Gambian government official

Yankuba Badjie was Director-General of the National Intelligence Agency under former President Yahya Jammeh from December 2013 to 2016.

==History==

He was born in New Jeshwang in Kanifing (Gambia). His father, Arabou Badjie, is ethnically Jola, while his mother, Binta Daffeh, is a Mandinka from Brikama Kabadaa.

He went to Kandiba Primary School in New Jeshwang and failed his Common Entrance Exam before proceeding to Crab Island Secondary School in the capital, Banjul. After his second year at Crab Island, he transferred to an Islamic school. After completing high school, he briefly worked in The Gambia before he relocated to the United States as an economic migrant alongside his brother Yusupha Badjie.

While in the United States, he lived in Seattle, where he worked in home healthcare, and Ohio, where he worked as a laborer in a warehouse before returning to the Gambia. Due to his father's connections to Yahya Jammeh, he was able to join the intelligence service. He became Deputy Director General for Operations before being promoted to lead the NIA as Director-General in 2013.

In April 2016, Yankuba Badjie was personally involved in giving orders for the torture of protesters and the subsequent killings of the United Democratic Party's Organizing Secretary and deputy regional Chairman, Solo Sanderg, and Solo Krumah.

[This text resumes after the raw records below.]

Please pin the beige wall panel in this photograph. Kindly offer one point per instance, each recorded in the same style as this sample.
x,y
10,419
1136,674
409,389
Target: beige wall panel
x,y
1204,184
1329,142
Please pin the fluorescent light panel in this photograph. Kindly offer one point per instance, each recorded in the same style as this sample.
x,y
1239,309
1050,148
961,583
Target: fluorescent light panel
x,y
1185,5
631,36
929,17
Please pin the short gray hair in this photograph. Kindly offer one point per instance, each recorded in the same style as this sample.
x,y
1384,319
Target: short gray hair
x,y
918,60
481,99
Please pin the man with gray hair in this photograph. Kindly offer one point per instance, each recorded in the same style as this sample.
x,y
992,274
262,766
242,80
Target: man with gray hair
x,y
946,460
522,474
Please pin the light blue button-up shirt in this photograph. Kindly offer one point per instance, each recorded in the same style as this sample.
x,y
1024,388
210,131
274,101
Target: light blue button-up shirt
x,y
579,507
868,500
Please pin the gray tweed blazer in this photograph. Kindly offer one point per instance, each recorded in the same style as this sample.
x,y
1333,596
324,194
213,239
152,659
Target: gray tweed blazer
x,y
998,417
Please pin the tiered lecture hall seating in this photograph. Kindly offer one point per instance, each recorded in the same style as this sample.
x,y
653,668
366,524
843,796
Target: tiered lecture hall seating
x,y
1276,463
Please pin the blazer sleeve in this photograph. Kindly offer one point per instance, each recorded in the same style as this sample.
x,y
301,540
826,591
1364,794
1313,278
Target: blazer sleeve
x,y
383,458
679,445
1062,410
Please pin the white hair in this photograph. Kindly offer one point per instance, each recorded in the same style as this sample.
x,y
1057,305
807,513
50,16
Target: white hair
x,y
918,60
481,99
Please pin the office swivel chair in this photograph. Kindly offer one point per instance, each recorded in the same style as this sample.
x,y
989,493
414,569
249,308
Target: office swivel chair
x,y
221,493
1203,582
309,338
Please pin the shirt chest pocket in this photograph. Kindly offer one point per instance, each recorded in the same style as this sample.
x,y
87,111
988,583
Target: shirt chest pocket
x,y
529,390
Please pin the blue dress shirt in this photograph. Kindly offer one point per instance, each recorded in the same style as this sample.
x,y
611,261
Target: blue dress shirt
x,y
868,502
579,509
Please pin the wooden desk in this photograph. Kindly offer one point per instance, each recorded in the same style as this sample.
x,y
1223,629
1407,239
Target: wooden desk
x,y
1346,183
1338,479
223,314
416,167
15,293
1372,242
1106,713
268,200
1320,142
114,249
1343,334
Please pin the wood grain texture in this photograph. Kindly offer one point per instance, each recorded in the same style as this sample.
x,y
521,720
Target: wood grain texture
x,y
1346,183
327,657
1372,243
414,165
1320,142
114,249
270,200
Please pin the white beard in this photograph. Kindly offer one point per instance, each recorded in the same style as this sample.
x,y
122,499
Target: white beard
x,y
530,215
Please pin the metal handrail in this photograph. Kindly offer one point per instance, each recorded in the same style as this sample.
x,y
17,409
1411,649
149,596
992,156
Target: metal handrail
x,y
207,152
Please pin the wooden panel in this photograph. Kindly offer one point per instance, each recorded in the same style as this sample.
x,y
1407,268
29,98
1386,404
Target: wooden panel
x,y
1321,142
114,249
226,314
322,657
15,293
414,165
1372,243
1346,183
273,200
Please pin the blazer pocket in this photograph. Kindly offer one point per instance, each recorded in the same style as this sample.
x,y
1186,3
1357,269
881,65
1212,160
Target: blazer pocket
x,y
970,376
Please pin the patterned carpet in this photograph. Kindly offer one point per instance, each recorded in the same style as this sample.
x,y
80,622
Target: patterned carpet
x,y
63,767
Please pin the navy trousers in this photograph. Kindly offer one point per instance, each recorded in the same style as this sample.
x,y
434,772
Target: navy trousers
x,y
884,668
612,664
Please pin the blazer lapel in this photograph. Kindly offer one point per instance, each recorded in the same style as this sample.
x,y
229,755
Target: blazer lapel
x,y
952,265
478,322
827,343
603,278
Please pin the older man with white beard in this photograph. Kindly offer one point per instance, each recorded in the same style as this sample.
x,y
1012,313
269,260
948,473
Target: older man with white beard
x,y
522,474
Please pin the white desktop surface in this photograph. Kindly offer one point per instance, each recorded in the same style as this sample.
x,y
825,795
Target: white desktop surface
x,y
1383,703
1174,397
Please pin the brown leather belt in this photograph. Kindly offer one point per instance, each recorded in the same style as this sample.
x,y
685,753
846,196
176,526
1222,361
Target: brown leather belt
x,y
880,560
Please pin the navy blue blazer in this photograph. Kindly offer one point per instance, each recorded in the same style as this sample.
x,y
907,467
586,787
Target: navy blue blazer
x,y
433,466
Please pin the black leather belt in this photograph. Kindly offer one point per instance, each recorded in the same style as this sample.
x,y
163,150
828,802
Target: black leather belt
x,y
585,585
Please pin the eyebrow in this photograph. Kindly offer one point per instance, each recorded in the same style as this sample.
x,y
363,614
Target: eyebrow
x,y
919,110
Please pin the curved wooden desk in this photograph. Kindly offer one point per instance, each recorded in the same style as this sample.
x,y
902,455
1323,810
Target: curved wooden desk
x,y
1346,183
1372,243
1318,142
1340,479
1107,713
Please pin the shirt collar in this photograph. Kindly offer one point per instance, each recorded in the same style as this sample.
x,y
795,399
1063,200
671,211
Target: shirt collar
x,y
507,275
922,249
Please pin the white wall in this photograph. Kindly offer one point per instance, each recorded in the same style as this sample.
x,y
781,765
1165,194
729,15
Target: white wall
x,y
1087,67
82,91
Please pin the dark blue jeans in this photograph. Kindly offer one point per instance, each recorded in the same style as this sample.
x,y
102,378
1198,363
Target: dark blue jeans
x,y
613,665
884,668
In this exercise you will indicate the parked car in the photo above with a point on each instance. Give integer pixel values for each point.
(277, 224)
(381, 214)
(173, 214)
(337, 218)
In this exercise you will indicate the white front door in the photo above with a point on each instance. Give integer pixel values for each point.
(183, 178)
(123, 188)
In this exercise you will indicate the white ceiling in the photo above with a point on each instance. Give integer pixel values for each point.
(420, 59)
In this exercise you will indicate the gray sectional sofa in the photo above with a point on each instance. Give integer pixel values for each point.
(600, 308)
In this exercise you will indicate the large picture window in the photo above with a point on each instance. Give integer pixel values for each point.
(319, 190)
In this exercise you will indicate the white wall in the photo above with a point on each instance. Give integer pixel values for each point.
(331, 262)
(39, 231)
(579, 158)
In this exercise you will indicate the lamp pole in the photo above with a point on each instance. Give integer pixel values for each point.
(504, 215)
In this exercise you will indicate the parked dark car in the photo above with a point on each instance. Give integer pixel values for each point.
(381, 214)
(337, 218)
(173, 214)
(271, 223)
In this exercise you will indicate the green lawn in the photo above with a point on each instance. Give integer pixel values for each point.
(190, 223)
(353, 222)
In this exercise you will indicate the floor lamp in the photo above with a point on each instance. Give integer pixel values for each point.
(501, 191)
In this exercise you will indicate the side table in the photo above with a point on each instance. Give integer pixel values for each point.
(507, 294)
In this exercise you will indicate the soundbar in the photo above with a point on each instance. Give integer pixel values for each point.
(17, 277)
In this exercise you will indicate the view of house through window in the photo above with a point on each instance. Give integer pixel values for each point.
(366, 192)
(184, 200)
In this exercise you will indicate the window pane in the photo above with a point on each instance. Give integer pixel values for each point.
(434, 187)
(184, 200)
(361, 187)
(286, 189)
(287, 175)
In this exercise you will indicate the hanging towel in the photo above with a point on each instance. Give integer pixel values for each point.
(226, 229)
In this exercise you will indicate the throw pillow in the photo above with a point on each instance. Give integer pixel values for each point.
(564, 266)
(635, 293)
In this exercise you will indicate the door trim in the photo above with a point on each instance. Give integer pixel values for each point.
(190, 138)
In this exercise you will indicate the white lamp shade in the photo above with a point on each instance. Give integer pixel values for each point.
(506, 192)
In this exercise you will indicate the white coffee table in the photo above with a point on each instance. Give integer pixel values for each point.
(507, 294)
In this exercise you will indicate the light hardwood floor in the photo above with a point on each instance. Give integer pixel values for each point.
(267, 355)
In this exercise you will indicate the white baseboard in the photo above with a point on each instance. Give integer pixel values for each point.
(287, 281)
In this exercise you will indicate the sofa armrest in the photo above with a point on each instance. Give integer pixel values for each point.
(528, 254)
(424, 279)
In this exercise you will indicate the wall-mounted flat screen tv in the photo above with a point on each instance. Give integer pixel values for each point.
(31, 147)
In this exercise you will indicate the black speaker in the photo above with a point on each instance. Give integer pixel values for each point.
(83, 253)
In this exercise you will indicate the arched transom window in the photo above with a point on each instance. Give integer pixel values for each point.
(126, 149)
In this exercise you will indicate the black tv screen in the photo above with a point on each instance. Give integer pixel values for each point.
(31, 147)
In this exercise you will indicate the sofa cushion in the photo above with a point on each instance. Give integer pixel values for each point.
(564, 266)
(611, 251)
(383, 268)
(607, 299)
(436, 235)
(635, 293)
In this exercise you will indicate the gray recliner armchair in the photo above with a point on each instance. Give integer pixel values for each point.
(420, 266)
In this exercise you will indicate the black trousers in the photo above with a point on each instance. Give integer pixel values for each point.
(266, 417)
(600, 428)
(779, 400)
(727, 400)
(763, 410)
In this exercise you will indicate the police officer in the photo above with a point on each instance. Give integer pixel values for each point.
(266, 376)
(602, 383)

He was also responsible for the disappearances of Alhagie Ceesay and Ebou Jobe, two Gambian-Americans who went missing while on vacation in The Gambia.

Following the Gambian presidential election 2016, which toppled long-time dictator Jammeh, he was arrested in February 2017. He was later charged with the murder of Solo Sandeng.
In December 2017, he became subject to sanctions by the United States.